The soil must first be broken up by using a rotar tiller, disk, plow, or other method. The ideal seedbed is made up of soil particles from sand to half marble size. A soil like this will provide good places for the seeds to germinate. Don't work the soil down too fine into dust. It can make the soil surface crusty after watering which makes it hard for the next watering to penetrate.
Top soil that is brought in often contains large amounts of weed seeds. So if it's possible, it's usually best to work with the soil you already have. Perform a few soil tests to see what amendments to add to improve the soil for the right lawn conditions.
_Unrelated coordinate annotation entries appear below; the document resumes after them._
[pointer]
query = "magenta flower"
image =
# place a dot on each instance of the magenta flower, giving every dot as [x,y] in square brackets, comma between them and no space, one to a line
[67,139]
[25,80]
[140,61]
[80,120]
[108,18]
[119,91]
After tilling and removing any large clods and rocks, the area should be leveled. This can usually be done with a garden rake and other simple garden tools.
Seed and fertilize the same day. The grass seed can be spread using either a drop or broadcast spreader. Follow the setting indicated on the seed package. I prefer a broadcast spreader as the drop spreaders sometimes clog up with seed. While it doesn’t matter which you apply first, it is important to fertilize the same day you seed in order to get the seedlings off to a strong fast start.
Cover seed and mulch if necessary. To cover the seeds, simply drag a leaf rake upside down or any light object over the area so that you cover the seed with no more than ¼ inch of soil. To help prevent runoff on slope or hillside landscaping areas or to retain moisture between waterings, the area can be lightly mulched with straw. Only a small amount is needed so that the seed is still visible through the mulch.
Watering is critical. Keep the seedbed constantly moist durring germination. Use short frequent waterings rather than long deep watering. Only the top inch of soil needs to be kept moist. A timer on a hose and sprinkler or a sprinkler system will help accomplish this. Once germination starts, keep the area moist until the sprouts are well established.
Begin mowing as soon as the seeds are about 1½ inches tall. Mow when soil surface is dry. Mowing when it is wet will damage the young grass plants. If existing weed seeds in the soil start to grow, do not use any weed killer until the young grass lawn has been mowed four times.
As soon as the new lawn is established, keep it on an annual program for best results.